Nous avons tous à l’esprit les images édulcorées du dessin animé de la firme Walt Disney. Certains d’entre nous songeront également à la version stylisée de Joël Pommerat. Si ce dernier, par sa réécriture, restait à, ce qu’il nous semble être aujourd’hui la surface du conte, Lee Hall nous plonge dans la complexité de l’histoire de Pinocchio. Loin des idées (fausses) sur ce monstre de littérature de jeunesse décrit par Carlo Collodi.

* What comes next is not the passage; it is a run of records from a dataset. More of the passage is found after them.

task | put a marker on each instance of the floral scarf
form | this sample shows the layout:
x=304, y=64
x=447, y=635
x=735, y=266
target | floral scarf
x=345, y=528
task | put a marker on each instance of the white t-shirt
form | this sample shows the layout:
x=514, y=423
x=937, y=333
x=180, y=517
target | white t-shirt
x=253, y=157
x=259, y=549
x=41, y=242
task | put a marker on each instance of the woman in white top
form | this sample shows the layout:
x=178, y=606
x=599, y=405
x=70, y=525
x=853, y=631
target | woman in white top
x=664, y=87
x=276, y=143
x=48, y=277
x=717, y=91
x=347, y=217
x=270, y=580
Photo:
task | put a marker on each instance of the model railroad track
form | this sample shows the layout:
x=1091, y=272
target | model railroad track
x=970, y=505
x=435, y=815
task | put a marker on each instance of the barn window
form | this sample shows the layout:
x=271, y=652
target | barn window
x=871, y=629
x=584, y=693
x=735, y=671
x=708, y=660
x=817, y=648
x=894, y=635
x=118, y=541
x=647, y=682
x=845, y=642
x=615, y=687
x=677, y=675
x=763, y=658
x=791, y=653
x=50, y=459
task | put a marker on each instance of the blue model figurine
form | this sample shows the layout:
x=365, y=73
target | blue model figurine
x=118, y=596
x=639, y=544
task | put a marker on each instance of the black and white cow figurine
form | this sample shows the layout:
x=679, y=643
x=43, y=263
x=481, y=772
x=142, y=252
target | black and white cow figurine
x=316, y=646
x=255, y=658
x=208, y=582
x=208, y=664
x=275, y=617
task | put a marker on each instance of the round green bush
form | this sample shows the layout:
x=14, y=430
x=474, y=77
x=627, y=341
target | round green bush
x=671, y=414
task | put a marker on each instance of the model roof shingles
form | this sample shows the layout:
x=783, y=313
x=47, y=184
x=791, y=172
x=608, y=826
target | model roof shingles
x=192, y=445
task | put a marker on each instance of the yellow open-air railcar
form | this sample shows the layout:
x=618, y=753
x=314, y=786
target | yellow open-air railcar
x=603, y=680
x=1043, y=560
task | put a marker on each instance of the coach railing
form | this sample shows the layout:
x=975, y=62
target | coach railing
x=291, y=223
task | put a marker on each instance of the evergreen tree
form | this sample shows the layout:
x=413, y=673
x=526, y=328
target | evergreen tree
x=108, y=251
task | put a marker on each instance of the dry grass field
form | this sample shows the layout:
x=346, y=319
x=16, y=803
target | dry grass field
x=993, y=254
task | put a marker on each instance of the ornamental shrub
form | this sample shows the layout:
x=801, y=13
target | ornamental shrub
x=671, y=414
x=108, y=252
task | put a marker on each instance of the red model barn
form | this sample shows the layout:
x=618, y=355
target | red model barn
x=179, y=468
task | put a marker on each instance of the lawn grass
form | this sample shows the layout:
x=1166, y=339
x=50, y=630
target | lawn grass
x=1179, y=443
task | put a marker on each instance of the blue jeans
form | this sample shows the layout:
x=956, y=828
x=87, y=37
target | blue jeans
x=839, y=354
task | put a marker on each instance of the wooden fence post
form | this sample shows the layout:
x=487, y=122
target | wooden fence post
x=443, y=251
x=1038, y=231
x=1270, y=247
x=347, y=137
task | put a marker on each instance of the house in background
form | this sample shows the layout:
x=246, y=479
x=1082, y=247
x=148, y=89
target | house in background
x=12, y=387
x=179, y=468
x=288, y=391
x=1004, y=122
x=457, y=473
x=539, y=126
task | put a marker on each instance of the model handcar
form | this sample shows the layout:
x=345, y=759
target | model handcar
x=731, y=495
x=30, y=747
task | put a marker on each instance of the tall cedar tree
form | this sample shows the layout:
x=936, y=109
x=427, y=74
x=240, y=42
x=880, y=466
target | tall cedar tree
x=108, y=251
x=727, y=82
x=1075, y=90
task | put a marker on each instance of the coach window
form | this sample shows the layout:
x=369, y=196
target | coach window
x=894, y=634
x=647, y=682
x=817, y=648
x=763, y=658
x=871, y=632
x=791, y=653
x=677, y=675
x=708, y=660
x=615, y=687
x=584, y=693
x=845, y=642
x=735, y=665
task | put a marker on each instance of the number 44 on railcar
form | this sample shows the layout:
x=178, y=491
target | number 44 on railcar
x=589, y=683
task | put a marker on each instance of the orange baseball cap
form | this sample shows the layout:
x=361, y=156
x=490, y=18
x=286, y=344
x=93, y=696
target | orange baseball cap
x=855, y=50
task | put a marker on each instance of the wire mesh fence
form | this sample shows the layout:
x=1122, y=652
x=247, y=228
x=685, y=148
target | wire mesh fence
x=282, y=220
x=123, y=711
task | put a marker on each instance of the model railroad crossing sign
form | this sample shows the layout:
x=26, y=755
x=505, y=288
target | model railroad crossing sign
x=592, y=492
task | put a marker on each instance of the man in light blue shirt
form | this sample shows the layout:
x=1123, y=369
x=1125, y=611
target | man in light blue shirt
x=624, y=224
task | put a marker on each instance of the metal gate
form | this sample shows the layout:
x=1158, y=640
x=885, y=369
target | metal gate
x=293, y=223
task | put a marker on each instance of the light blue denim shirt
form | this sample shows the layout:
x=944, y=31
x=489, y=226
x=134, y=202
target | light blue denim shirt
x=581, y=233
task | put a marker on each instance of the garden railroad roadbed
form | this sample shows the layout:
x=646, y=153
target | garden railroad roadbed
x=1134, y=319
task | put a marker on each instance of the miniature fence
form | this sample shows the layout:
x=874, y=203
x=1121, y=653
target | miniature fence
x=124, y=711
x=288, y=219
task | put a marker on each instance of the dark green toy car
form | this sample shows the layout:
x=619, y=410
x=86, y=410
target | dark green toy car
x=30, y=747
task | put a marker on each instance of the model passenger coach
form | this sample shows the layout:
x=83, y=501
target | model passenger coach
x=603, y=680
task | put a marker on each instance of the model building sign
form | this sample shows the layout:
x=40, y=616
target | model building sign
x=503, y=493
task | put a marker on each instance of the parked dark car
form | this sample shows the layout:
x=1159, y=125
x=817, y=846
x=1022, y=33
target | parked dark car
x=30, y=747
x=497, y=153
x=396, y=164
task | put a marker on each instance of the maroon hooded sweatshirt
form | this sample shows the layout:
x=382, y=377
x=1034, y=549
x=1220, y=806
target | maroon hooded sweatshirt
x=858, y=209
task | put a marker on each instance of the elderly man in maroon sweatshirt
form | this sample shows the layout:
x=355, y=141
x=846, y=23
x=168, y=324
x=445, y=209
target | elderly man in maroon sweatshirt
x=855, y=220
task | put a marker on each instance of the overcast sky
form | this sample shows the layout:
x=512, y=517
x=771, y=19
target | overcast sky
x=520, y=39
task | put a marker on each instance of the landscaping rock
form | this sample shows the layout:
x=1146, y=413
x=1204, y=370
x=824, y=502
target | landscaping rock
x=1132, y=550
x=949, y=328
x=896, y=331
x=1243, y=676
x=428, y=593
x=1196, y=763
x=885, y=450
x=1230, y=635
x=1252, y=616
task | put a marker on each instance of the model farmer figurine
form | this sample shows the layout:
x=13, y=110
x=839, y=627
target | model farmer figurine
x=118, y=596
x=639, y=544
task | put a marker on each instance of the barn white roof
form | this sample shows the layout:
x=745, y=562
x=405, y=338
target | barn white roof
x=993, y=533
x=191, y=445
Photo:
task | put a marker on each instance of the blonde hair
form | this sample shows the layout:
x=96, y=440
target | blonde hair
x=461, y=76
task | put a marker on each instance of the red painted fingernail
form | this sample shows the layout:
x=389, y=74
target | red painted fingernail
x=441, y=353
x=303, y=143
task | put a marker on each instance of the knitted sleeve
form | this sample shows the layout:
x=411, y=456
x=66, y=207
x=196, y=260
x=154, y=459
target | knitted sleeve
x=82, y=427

L’adaptation scénique par Marie Mellier du Caliband théâtre retrace, de façon chirurgicale, l’histoire du célèbre pantin. Avec ses mots et sa direction de comédiens aux scalpels, elle nous immerge dans les entrailles de l’âme. Le récit commence à la morgue. Le corps inanimé du pantin est retrouvé pendu à un arbre. Pourquoi? Comment? Par qui? Conduite par un Monsieur Loyal, le conte prend alors la forme d’une enquête policière qui se transforme peu à peu en un véritable cabaret de poche. On y croise tour à tour un criquet, une chatte, un renard, une fée bleue, un lapin de la mort, Gepetto et Pinocchio (une sorte de double et son contraire), le «pays des nigauds» ou encore le «champ des miracles». Le burlesque, omniprésent, désamorce la noirceur du propos. C’est un univers en mouvement parfaitement rythmé: l’espace scénique se disloque, se tend, s’étend, se réduit grâce aux jeux de lumière et au décor en mouvement. La matière théâtrale, ingénieusement travaillée avec ses casiers-cachettes, ménage de nombreuses surprises. Ouvertures, fermetures…comme les paupières des spectateurs. Ainsi, plusieurs lieux s’agencent dans cet espace clos. Seulement quatre sur scène, les comédiens jouent une grande variété de rôles, du professeur au médecin, etc. et cohabitent dans différents styles : du roman noir au cabaret, de la mythologie à la science-fiction… (Gabriella Meroni parfaite en Pinocchio, David-Jeanne Comello avec sa palette de jeu à l’infini, Mathieu Létuvé et Jean-François Levistre, formidables compères, avec une pensée spéciale à «la chatte»).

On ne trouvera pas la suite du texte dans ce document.